The solar eclipse today, partial over here, was supposed to begin around 6:32am, peak at 7:12, and end at 7:55am. I had forgotten about it, and I slept longer than usual and missed it. This post’s cover photo was what it looked like about 6:30am a week ago. However, to see, or not see, the sun, one would have to be able to view straight east. We view westwards. Good thing I just slept in.

The 61st Merrie Monarch Festival came and went in a week. The Super Bowl of Hula. It was big news here that the festival was #1 in USA Today‘s Best Cultural Festival 2024. With my experience from last year, I had little taster plans for how to tackle it this year, but the plans got derailed. I tried to watch some of the streaming coverage, but the darn thing runs too late for my body clock, 6pm-midnight. And I am an in-person person. I’m not sure I could attend three nights in a row of competition though; I think it’d be too intense for me.

Changing subjects … this weekend my cousin’s friend came over to take a truck bed full of Song of India cuttings. The photo below shows the tree/bush after being pruned. It’s still huge. This beast started years ago as a little $5 cutting in a pot from a local nursery. The cuttings that were removed Saturday were to be washed, trimmed, etc., and getting flown to Oregon for Pacific University’s Hawai’i Club lūʻau. I found this recent article about the university’s Country Store.
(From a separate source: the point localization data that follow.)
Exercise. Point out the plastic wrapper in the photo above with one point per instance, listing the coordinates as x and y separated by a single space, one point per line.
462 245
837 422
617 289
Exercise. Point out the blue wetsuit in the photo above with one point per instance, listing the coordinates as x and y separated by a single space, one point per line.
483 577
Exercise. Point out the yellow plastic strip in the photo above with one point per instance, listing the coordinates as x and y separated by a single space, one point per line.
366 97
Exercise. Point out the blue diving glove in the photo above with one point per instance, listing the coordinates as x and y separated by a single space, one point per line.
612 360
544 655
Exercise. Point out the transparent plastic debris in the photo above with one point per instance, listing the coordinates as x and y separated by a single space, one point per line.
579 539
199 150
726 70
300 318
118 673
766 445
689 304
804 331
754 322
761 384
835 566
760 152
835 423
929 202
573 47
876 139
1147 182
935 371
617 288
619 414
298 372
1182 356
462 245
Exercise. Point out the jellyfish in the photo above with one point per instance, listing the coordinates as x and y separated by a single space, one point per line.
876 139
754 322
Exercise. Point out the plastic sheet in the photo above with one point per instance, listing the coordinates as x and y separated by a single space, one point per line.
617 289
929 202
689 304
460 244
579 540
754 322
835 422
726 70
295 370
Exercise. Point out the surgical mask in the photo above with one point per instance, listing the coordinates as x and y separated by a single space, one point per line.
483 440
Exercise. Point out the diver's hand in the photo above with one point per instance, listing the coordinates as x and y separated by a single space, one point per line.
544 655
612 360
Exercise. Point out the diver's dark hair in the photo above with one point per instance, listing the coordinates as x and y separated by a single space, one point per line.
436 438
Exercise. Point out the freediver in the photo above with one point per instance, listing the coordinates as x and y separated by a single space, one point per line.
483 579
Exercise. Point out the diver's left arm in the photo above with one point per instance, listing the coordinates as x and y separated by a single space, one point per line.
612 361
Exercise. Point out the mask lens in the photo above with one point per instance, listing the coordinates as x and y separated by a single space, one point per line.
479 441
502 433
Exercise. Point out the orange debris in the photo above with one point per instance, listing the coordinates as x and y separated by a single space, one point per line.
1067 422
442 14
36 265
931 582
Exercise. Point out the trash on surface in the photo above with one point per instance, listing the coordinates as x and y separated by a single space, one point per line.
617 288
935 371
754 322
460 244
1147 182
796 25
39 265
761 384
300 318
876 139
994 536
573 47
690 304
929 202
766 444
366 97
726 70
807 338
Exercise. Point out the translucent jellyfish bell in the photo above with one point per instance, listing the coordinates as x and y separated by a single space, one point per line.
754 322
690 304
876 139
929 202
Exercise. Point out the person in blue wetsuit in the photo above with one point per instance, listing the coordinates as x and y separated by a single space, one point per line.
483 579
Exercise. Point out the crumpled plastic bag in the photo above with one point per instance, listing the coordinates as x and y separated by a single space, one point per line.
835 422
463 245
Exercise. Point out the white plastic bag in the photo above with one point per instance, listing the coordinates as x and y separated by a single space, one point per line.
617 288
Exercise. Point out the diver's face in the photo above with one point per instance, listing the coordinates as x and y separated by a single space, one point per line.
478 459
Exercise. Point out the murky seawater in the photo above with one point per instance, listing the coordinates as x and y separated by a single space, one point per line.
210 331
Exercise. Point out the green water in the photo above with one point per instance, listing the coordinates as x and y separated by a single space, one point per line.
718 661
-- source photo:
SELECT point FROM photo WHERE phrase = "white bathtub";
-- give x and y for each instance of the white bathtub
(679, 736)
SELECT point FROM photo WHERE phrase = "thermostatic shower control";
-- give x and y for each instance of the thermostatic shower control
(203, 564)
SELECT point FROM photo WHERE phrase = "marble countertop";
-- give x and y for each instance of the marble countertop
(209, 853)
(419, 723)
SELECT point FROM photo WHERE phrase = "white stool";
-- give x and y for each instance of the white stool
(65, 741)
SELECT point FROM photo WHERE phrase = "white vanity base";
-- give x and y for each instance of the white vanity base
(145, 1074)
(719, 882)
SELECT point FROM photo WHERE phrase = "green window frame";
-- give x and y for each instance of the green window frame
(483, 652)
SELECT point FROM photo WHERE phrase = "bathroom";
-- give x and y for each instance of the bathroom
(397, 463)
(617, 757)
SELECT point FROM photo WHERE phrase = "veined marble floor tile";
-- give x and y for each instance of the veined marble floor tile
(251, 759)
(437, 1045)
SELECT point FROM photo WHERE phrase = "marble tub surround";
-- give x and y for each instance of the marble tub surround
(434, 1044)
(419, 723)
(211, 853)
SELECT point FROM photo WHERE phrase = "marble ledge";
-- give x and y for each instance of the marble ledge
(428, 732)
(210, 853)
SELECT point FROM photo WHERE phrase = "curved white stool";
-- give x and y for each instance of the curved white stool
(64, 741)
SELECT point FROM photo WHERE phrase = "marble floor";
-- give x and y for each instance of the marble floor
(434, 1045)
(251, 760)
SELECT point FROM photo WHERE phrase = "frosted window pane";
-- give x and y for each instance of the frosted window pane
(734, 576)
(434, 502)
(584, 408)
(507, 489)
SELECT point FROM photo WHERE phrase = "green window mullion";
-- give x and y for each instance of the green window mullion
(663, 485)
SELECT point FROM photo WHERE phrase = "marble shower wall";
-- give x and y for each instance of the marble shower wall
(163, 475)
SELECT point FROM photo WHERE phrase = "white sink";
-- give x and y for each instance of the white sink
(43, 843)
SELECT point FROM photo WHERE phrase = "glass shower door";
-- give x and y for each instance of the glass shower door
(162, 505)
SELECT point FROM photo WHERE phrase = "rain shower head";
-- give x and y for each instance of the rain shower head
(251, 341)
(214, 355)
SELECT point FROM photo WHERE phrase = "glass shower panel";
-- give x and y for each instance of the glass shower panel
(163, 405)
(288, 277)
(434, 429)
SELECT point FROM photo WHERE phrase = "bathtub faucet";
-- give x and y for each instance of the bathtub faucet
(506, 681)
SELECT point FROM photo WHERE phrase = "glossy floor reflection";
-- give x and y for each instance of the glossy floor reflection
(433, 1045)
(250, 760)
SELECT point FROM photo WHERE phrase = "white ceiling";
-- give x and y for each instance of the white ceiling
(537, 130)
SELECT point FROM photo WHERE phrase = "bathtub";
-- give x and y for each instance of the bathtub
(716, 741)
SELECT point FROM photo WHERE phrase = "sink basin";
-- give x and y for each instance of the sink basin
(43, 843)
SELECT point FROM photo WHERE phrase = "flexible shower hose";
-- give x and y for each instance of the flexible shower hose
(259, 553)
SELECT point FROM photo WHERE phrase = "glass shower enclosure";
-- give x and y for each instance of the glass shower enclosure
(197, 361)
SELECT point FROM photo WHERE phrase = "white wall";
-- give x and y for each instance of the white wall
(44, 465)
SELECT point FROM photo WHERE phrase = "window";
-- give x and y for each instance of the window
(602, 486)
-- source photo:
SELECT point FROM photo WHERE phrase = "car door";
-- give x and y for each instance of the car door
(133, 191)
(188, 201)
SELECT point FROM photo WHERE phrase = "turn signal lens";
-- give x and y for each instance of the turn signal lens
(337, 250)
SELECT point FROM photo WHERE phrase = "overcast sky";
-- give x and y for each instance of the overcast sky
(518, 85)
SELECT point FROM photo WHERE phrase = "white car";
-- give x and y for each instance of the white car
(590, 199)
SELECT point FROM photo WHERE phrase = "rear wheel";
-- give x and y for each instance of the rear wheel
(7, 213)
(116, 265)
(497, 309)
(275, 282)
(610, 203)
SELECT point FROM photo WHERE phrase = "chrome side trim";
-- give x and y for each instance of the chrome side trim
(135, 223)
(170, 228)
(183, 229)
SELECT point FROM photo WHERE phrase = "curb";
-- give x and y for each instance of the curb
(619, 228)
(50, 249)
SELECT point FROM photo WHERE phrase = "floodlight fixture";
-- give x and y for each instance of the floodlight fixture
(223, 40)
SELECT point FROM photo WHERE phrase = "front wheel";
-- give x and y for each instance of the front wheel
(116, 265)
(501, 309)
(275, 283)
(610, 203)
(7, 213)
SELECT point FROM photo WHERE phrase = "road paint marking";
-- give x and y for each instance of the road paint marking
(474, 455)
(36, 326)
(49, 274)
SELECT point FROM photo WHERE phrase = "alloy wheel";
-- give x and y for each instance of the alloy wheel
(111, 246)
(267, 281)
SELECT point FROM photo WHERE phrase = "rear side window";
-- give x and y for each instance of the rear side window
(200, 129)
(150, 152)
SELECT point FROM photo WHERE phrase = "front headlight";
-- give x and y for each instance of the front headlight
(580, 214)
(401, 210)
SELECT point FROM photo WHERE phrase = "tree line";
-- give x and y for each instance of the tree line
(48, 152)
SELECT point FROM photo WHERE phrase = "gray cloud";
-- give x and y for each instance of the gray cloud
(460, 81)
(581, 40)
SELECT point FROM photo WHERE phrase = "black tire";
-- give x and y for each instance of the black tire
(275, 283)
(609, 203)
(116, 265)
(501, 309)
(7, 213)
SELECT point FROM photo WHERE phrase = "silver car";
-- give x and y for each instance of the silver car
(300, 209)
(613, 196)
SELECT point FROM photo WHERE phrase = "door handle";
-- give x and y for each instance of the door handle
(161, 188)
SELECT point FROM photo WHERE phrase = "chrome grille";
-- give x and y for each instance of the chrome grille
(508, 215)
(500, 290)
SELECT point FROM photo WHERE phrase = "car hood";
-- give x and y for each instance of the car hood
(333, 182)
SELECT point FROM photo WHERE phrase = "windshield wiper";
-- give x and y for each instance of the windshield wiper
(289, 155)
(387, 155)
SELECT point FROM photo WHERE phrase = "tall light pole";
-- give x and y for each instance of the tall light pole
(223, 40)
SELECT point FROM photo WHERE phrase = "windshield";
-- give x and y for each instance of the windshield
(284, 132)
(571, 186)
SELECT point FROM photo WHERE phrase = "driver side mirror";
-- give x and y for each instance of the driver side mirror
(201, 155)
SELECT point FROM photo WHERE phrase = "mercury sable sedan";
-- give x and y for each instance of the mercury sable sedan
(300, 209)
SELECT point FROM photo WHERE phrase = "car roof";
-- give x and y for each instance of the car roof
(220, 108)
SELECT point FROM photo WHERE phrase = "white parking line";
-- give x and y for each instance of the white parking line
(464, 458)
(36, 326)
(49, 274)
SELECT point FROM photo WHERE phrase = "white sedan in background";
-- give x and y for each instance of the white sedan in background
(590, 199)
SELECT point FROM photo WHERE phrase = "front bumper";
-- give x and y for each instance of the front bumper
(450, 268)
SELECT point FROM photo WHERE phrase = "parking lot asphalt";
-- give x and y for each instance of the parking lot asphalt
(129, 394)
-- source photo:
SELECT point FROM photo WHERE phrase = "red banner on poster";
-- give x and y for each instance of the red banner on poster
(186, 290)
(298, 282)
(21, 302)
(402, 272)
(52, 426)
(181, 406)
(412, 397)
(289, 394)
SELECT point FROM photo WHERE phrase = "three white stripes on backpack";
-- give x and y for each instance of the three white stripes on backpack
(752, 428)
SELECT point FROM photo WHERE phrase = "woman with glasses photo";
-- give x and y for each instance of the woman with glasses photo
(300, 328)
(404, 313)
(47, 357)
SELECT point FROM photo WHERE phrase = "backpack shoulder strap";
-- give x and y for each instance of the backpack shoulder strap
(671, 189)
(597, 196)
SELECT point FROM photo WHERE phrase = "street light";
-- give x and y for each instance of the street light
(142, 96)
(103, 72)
This all brings back memories of my university days in Northern California. I danced in our club’s lūʻau all four years. The day/days before, we’d have dress rehearsals, we’d make lei and other floral adornments, and then we’d decorate with impressive amounts of fresh flowers and foliage donated and sent from the islands. The spacious Pauley Ballroom would be transformed into its own little island on the Berkeley campus. We had so much fresh material sent to us — ti leaves, bougainvillea bracts, anthuriums, ginger, monstera leaves, etc. I have such warm memories from that time, and the feeling of an escape from the usual. I had never lived in Hawai’i, but it had always had a strong emotional draw for me. It must emanate from me, because my whole life many of my friends will remember me as having grown up in Hawai’i. “But you were born there, right?” I’d always have to remind them it was my mom (and her parents, too) who was born and raised in Hawai’i, not me.

Hawai’i Club was a club, and you know how people are when they come together. Human. Little prejudices about others based on what island they came from. Whether you had gone to private school (Punahou. Now, maybe you’ve heard of it?) or public (McKinley). Whether you were even from (the state of) Hawai’i, had some family connection to Hawai’i, just a fan, or a friend of someone in the club. Pidgin, no pidgin. The way others viewed you would be influenced by such things, apart from how you actually presented yourself. But for the lūʻau, we all came together to put on a dinner show for the general public. There’s nothing like working together on something. Delicious Hawaiian food, music, dancing, and floral decor.

I’ll leave you with a photo from near the Song of India tree/bush. We are optimists! Over the months, we’ve gradually been planting some of our pineapple outside the protected walls of our courtyard. The pigs have uprooted one or two once or twice, but the humans are still winning. After a while, a few more pineapples have been planted. There are *eight* outside now. One has even been out long enough to grow a little pineapple. Our other pots with pineapples have remained inside the courtyard. The fruit of this one in the ground has outgrown the potted ones’ fruits, as to be expected. The stunted, red plumeria survivor, in its third or fourth location, is still in its pig protection cage. And apparently, it’s still a pig attractant, as seen from this photo taken from another perspective.

This is funny. I was just finishing up these last sentences, and our neighbor called to ask if I saw the pigs running on our land. Four big, dark ones right by the macadamia trees. Arrrggghh!! At least they weren’t mauka by the pineapples. (One and a half hours later he called to report 12-15(!) pigs running by our lychee. We have a pig village again.)